Individualized treatments and standard fall prevention measures are necessary for patients at increased risk for falls. Therefore, the hospital could tailor their treatment to the individual patient based on their risk factors. Patients who suddenly have an altered mental condition should be evaluated for delirium and given appropriate care. Patients who have trouble walking or moving about need support from hospital staff. Every person needing a cane, walker, or other mobility aid should have one, in excellent working condition, by their bedside. The risk for injury in those who have a history of frequent falls should also be evaluated by looking for factors such as osteoporosis and the use of aspirin and anticoagulants.

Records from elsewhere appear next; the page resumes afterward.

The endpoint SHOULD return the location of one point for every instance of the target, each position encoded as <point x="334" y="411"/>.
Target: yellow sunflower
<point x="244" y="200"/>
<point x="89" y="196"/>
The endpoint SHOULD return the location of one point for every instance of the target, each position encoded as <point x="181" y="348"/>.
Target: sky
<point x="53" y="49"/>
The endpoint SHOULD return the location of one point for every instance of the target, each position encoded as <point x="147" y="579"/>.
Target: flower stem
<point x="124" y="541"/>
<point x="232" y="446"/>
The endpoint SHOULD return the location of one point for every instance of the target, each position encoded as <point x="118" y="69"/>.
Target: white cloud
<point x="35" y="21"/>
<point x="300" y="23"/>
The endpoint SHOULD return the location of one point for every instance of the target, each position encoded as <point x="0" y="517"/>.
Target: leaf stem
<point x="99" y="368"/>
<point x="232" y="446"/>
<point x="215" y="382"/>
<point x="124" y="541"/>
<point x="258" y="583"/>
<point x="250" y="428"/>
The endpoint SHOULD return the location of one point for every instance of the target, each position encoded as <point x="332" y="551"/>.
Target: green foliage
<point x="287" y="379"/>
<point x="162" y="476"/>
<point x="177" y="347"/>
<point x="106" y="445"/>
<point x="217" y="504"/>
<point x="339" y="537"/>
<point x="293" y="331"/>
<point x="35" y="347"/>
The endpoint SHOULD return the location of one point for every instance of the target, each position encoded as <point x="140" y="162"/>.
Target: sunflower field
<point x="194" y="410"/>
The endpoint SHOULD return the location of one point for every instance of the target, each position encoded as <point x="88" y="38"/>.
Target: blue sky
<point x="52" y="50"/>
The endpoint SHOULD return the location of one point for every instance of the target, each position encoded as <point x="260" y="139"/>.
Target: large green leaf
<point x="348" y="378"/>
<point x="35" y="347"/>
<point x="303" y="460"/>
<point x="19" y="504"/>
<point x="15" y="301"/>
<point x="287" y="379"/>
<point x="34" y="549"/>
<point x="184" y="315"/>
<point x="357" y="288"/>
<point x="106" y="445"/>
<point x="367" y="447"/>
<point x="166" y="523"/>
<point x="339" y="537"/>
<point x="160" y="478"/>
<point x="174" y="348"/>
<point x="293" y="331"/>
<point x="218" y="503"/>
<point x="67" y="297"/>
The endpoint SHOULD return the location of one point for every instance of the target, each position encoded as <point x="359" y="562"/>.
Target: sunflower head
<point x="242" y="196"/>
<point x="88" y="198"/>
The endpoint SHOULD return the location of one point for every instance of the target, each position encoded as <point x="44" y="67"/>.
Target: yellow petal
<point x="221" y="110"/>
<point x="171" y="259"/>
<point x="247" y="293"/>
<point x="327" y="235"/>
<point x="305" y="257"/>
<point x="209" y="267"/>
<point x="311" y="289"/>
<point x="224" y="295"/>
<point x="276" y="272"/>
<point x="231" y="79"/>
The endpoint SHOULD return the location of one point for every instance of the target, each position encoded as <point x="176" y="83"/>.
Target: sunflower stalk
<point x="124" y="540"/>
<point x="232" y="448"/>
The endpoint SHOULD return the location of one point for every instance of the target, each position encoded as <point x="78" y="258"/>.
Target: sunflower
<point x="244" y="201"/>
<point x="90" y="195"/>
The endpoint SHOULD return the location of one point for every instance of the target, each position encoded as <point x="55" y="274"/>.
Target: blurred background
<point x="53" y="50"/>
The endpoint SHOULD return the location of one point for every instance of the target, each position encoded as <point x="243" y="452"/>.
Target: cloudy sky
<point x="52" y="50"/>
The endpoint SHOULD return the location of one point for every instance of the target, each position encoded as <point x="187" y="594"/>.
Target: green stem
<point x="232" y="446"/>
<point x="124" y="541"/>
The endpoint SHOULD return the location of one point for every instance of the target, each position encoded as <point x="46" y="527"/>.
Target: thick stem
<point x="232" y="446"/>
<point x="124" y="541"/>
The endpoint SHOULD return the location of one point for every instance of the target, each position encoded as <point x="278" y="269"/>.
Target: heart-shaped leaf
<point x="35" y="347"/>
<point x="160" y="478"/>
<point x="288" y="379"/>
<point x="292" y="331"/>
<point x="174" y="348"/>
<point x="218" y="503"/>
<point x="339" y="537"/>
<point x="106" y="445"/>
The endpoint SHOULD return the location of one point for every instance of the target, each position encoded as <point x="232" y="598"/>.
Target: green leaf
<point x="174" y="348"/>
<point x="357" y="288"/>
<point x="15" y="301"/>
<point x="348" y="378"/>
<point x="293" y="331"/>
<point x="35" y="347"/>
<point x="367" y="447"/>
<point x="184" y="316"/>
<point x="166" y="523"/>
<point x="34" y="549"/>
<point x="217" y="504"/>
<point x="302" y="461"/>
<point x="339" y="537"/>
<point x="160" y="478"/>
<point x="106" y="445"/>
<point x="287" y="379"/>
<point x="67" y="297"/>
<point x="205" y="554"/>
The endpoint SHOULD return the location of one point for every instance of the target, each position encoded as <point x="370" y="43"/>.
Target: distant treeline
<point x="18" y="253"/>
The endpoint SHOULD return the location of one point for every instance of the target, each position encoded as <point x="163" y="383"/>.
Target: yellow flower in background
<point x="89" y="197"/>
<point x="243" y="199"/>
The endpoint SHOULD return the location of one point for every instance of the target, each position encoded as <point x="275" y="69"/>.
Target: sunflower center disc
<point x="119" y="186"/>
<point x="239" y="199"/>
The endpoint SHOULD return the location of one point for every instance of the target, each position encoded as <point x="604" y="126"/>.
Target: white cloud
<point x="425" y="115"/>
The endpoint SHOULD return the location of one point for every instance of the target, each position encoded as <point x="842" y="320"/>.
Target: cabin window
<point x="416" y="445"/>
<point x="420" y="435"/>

Administrative backing is needed to make fall prevention a facility-wide focus and stated objective. There should also be a substantial fall committee in place at the site. Employees who serve on the autumn committee may be eligible for rewards from their superiors. Employees should be updated about the changes between the present and planned methods of lowering the risk of falls. At least once a quarter, it is recommended that in-service training be held for employees and that educational reminders be posted. Also, the new employees should get training on assessment tools and the consequences of measures employed to minimize fall risk, the most important of which is incorporating resident input into a person’s care plan.

Conclusion

         It has been shown beyond a reasonable doubt that patient falls significantly impact nursing home residents. These unfavorable occurrences lead to injuries, which in turn leads to poor consequences and, more critically, expenses associated with healthcare. Nevertheless, nursing homes have access to various tools to combat the issue, including those provided by organizations such as the AHRQ and the CDC. As a result, the institution needs to consider launching a quality improvement project to solve this issue.

References

AHRQ. (2019, September 7). Falls. Patient Safety Network. Retrieved December 3, 2022, from https://psnet.ahrq.gov/primer/falls

Centers for Disease Control and Prevention. (2017). Take a Stand on Falls. Centers for Disease Control and Prevention. Retrieved December 3, 2022, from https://www.cdc.gov/features/older-adult-falls/index.html

Falls dashboard. AHRQ. (2022, September). Retrieved December 3, 2022, from https://www.ahrq.gov/npsd/data/dashboard/falls.html

Park, S. H. (2018). Tools for assessing fall risk in the elderly: a systematic review and meta-analysis. Aging clinical and experimental research30(1), 1-16.

Rajagopalan, R., Litvan, I., & Jung, T. P. (2017). Fall prediction and prevention systems: recent trends, challenges, and future research directions. Sensors17(11), 2509.